After speculation that President Donald Trump could issue an executive order affecting gay and transgender people, the White House announced on Tuesday that it would keep LGBTQ protections for federal workers, an order signed by President Barack Obama in 2014.
“President Trump continues to be respectful and supportive of LGBTQ rights, just as he was throughout the election. The president is proud to have been the first ever GOP nominee to mention the LGBTQ community in his nomination acceptance speech, pledging then to protect the community from violence and oppression,” a statement from the White House read.
Trump formally announces the extension of a 2014 Obama executive order that protects employees from anti-LGBTQ workplace discrimination pic.twitter.com/F2WDBNUzhX
— John Wagner (@WPJohnWagner) January 31, 2017
The executive order in question expanded sexual orientation-based nondiscrimination hiring practices to include gender identity, and required companies contracted by the federal government to enact policies banning discrimination of gay and transgender workers.
Trump’s latest announcement contradicts reports that the president was considering issuing an executive order to overturn Obama’s 2014 order. A draft of the potential order circulated in Washington over the weekend, according to the Washington Post. It included possible exemptions to allow adoption agencies and groups with federal funding to deny services to LGBTQ Americans according to their beliefs.
White House press secretary Sean Spicer declined to comment on such an order during Monday’s press briefing.
“I’m not getting ahead of the executive orders that we may or may not issue. There is a lot of executive orders, a lot of things that the president has talked about and will continue to fulfill, but we have nothing on that front now,” Spicer said.
The backing of these protections is surprising for Trump given the track record of his stances on LGBTQ rights. In addition to his long-standing opposition of marriage equality, Trump also supports North Carolina’s HB2, which prohibits people from using bathrooms that don’t correspond with their gender assigned at birth.

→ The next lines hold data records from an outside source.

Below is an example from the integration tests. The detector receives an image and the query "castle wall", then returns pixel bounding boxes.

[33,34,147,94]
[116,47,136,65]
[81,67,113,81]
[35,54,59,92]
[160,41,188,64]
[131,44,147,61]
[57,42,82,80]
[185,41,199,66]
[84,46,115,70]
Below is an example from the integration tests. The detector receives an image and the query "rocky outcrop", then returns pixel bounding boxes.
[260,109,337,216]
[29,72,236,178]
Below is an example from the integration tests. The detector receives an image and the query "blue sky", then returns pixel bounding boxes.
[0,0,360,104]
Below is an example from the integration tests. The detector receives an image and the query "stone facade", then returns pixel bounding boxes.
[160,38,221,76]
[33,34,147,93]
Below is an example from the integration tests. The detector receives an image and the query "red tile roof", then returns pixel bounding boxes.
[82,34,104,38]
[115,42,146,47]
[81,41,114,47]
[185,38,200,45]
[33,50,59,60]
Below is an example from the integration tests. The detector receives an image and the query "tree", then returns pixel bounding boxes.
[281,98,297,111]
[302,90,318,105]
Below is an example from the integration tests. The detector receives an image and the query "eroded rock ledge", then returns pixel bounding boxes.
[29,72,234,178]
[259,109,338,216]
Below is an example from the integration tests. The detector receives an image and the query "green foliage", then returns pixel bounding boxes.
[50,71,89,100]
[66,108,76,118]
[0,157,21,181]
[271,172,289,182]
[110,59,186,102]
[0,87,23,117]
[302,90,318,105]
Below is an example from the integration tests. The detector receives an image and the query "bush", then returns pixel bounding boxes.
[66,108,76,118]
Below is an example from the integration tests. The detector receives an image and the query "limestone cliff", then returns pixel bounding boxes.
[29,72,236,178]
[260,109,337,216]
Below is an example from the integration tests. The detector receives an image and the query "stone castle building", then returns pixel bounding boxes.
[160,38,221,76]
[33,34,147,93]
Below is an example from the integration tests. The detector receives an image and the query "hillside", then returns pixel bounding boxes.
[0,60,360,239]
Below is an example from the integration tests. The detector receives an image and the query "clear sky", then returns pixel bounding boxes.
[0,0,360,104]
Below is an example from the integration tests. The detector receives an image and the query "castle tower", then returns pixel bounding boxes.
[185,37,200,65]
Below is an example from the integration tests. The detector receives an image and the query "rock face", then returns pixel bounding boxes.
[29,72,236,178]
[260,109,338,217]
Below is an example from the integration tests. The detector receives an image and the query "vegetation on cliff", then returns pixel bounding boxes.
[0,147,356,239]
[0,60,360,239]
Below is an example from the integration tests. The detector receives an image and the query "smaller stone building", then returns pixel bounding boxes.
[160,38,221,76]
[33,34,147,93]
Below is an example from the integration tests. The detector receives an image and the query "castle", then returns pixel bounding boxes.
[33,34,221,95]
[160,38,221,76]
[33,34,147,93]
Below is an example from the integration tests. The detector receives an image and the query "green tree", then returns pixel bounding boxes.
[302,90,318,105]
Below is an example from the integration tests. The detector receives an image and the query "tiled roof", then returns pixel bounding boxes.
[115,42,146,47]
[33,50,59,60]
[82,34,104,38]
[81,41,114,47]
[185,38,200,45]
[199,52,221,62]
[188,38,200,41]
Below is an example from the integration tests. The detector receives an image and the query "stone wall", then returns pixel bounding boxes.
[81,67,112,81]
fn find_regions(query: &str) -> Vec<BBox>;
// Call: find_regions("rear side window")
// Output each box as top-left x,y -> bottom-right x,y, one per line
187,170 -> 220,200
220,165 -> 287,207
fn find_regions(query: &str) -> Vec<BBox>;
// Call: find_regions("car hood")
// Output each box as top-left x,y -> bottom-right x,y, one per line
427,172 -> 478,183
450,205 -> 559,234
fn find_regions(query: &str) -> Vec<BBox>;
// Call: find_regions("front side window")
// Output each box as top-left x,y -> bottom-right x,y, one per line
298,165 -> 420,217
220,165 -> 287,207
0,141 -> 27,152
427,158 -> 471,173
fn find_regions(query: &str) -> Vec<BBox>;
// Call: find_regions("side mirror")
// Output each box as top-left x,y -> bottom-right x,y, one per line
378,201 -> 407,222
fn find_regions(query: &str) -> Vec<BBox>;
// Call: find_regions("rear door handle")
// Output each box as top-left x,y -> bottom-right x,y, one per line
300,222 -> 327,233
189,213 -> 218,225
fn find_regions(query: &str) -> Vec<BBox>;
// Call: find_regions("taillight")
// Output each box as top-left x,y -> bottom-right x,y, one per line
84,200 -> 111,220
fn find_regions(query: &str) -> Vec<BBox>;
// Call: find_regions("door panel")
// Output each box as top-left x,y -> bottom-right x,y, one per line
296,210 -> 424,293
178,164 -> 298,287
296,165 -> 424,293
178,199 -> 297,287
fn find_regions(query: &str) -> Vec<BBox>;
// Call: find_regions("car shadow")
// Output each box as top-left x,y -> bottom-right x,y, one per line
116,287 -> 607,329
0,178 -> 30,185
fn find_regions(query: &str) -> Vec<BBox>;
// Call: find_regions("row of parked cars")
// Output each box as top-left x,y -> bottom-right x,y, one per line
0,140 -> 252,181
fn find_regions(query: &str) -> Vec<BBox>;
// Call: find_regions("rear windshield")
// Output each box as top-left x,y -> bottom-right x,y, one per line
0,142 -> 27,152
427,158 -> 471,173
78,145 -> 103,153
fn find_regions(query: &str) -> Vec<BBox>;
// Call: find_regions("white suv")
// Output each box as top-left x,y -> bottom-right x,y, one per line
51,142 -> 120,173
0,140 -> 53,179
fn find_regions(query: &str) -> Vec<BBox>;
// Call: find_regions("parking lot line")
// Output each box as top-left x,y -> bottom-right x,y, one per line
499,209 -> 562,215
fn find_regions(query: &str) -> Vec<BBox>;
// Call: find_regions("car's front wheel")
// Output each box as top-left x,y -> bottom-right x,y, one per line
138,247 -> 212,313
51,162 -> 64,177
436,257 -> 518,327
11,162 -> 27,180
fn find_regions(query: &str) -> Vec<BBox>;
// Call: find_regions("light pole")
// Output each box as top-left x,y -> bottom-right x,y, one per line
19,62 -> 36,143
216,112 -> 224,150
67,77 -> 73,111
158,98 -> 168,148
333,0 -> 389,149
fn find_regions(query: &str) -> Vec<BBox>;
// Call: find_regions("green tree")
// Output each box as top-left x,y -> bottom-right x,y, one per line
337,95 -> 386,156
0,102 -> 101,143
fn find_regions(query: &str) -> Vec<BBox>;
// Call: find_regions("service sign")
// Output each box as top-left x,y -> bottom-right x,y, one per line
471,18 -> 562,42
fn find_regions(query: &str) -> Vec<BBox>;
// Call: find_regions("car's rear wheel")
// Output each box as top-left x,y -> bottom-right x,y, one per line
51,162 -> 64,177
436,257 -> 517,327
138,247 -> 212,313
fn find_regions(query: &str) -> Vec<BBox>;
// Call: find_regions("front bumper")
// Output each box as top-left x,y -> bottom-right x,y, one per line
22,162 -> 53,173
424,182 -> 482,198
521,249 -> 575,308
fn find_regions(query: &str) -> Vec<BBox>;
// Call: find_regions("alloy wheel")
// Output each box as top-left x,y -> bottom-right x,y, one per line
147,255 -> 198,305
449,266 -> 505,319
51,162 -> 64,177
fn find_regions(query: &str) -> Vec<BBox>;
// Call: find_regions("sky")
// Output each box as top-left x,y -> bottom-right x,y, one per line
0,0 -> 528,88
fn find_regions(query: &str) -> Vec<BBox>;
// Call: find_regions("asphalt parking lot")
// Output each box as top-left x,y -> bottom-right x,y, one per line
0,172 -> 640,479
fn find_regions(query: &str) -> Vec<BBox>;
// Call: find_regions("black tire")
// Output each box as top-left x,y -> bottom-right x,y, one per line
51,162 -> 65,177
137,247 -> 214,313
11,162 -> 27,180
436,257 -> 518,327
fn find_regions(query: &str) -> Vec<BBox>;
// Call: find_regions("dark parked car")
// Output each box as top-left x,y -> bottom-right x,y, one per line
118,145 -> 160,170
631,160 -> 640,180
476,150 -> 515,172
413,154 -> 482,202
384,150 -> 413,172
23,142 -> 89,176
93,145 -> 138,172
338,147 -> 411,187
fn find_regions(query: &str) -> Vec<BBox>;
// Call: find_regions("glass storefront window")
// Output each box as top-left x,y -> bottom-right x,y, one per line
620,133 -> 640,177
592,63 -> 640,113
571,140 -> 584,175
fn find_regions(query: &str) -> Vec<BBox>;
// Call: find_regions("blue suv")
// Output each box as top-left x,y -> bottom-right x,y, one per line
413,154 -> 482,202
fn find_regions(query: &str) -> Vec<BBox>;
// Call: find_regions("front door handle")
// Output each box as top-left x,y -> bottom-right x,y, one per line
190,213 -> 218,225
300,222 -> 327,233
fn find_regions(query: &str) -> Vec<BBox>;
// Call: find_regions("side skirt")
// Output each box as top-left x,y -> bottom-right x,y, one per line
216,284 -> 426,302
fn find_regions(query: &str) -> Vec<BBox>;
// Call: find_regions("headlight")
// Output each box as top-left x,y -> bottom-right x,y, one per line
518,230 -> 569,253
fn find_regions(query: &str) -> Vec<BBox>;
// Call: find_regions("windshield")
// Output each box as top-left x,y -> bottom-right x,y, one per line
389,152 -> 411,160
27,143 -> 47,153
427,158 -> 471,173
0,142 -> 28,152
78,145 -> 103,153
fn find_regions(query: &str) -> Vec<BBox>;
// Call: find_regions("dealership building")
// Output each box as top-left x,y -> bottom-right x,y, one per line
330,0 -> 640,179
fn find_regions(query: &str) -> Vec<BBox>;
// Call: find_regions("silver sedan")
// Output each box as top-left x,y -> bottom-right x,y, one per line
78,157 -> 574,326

Trump’s Vice President Mike Pence has a stronger history of anti-LGBTQ policy and rhetoric as governor of Indiana, notably for his initially-discriminatory religious freedom law, and his views on marriage equality and bathroom bills, which mirror Trump’s.
“Claiming ally status for not overturning the progress of your predecessor is a rather low bar…,” Chad Griffin, president of the Human Rights Campaign, said in a statement. “Donald Trump has left the key question unanswered—will he commit to opposing any executive actions that allow government employees, taxpayer-funded organizations or even companies to discriminate?”